Let’s take a look at the season of a fictional archer, a beginner with no existing handicap. The table below shows all of her scores for a variety of rounds shot through the season, and contains the following columns

  • (a) – Date the round was shot. For the purposes of handicaps and classifications, the outdoor season runs from the 1st January to the 31st December each year (even though many clubs disappear indoors for half of that), and the indoor season runs from the 1st July to the 30th June.
  • (b) – The round that was shot. For handicaps, any round listed in the handicap table can be used. There are no restrictions on age, gender or bowstyle (apart from indoor rounds where compounds score differently).
  • (c) – Score the archer shot on the round
  • (d) – The handicap of the score. This is found by looking up the score in the handicap tables. If the exact score is not listed in the tables (most of the time it won’t be) then the next highest handicap is taken.
  • (e) – The current handicap of the archer on the given date

We can see here how this archer starts with no handicap, and only after their first three rounds do we calculate the initial handicap by averaging the handicap of the first 3 scores.
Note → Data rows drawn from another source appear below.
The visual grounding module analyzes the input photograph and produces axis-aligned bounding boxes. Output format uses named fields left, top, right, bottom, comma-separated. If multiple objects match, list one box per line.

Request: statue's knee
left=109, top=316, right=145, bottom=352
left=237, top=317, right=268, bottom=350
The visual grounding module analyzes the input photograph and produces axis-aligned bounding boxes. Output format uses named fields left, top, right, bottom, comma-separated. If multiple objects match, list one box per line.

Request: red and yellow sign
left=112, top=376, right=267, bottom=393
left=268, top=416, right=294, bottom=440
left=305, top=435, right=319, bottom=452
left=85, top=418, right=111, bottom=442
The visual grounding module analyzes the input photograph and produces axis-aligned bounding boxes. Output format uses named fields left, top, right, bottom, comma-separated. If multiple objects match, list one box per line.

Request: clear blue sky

After that the archer sometimes shoots scores which are worse than their current handicap, and so there is no change (the grey arrows). Sometimes, the new handicap is better (lower), than their existing handicap, so the two are averaged and then rounded to create the new handicap (shown in the coloured boxes).

At the start of the next season, regardless of what their handicap ended up at after the season’s shooting, the archers three best handicaps of the year are averaged to create the starting handicap for the 2024 season.

Now multiply it!

Life would be relatively simple for the records officer if each archer had just one handicap, but they might not.

First, shooting outdoors is quite a different discipline to shooting indoors and so each archer will have a completely separate indoor and outdoor handicap. The rules and procedures are the same, but the two are maintained completely independently.

Second, you need a separate handicap for each bowstyle. That means if someone routinely shot recurve, compound, barebow and longbow, both indoors and outdoors, the poor records officer might be tracking 8 separate handicaps for that archer, with all of the hassle and risk of error that might entail. Once again, my recommendation is to use software for this if you can.